Al combinar progenitores homocigotos para dos caracteres distintos (color y textura de semilla), la F1 resulta uniforme, mostrando el fenotipo dominante en ambos rasgos, ilustrando la segregación independiente de los alelos.

\(\text{Obtención de la F1}\) \(\text{Fenotipo de los progenitores: semilla amarilla lisa × verde rugosa} \\\) \(\text{Progenitores: } AALL \times aall\)

\(\text{Gametos: } AL; AL; AL; AL \quad x \quad al, al, al, al \quad\)

\(\text{las posibilidades de gametos producidos corresponden a} 2^2\)

\(\text{Sin necesidad de hacer el cuadro de Punnet,}\)

\(\text{se puede deducir que el resultado de la Filial 1 (F1) sería:}\)

\(\text{Genotipo F1: AaLl ; 100%}\)

\(\text{Fenotipo F1: semillas amarillas y lisas 100%}\)

Autocruzamiento de la F1

Si se permite el cruzamiento de los dihíbridos obtenidos en la F1 entre sí, se obtiene que:

En la F2 aparecen combinaciones genotípicas y fenotípicas variadas, con una proporción fenotípica típica de nueve a tres a tres a uno, demostrando la segregación independiente de los alelos de cada rasgo según la tercera ley de Mendel.

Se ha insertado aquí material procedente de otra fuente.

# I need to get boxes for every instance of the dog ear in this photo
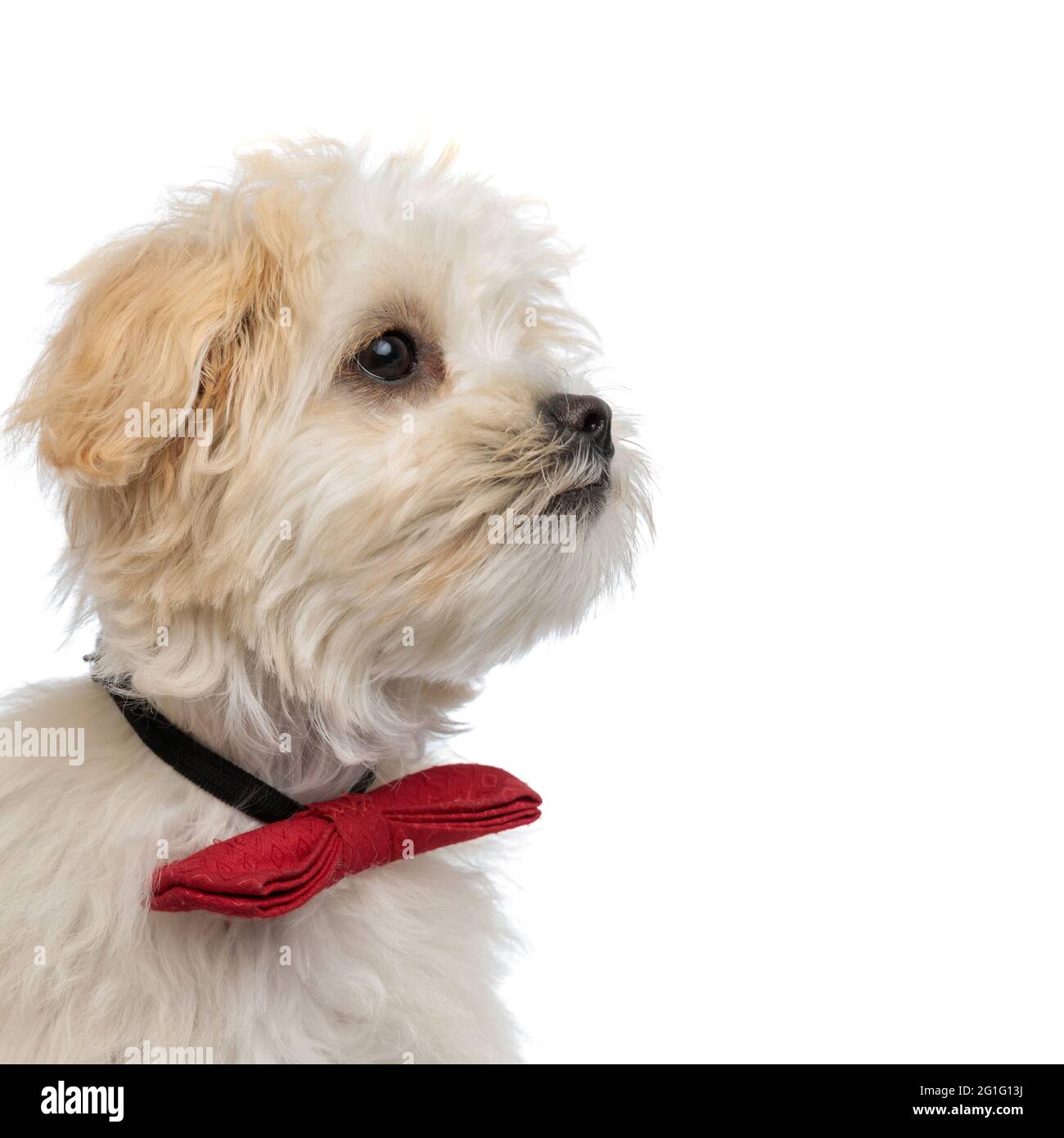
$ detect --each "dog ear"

\(\text{Autocruzamiento de la F1}\)

\(\text{Progenitores: } AaLl \times AaLl\)

\(\text{Gametos: } AL; Al; aL; al \times AL; Al; aL; al\)

A medida que practiques los cruces, serás capaz de inferir cuáles son los genotipos de los progenitores con solo conocer los resultados fenotípicos.

Cruce

Cruce AL Al aL al
AL AALL AALI AaLL AaLI
Al AALI AALl AaLI Aall
aL AaLL AaLI aaLL aaLI
al AaLI Aall aaLI aall

Resultados:

Genotipo Frecuencia
AALL 6,25% (1/16)
AALl 12,5% (2/16)
AAll 6,25% (1/16)
AaLL 12,5% (2/16)
AaLl 25% (4/16)
Aall 12,5% (2/16)
aaLL 6,25% (1/16)
aaLl 12,5% (2/16)
aall 6,25% (1/16)
Fenotipo Frecuencia
amarillo liso 56,25% (9/16)
amarillo rugoso 18,75% (3/16)
verde liso 18,75% (3/16)
verde rugoso 6,25% (1/16)

Es importante notar una regla que ayuda a analizar ordenadamente los resultados: las letras mayúsculas (correspondientes a genes dominantes) se escriben antes que las minúsculas. También se destaca que en el caso del cruce dihíbrido, la proporción resultante es de nueve tres tres uno. Si analizáramos los resultados de un cruce de la F3, las proporciones variarían, dependiendo de los progenitores.

La conclusión que Mendel obtuvo con estas observaciones es que las características diferentes se heredan independientemente.

Ahora comprendemos que eso sucede cuando los genes están en diferentes cromosomas; pero cuando se forman los gametos, los genes que están en el mismo cromosoma (genes ligados) tienden a heredarse juntos, siempre y cuando la distancia entre ellos sea corta (disminuyendo de esta manera la probabilidad de entrecruzarse durante el crossing over).

Por el contrario, si los genes están distantes, es muy posible que se recombinen durante la gametogénesis.


El estudio de los cruzamientos, las proporciones genotípicas y fenotípicas y la teoría cromosómica de la herencia permite interpretar con rigor fenómenos que, sin la genética, quedarían en el terreno de la suposición. Comprender que no todos los caracteres siguen estrictamente las leyes de Mendel amplía la visión sobre la complejidad de la herencia y conecta la genética con campos como el mejoramiento de especies, la salud, la biodiversidad y la biotecnología. Cada cruce analizado no es solo un ejercicio matemático, sino una ventana para entender cómo se conserva y transforma la información genética en el tiempo. Este conocimiento no se agota en el aula: invita a seguir explorando cómo los principios genéticos explican la diversidad de la vida y cómo la ciencia convierte preguntas cotidianas en explicaciones fundamentadas.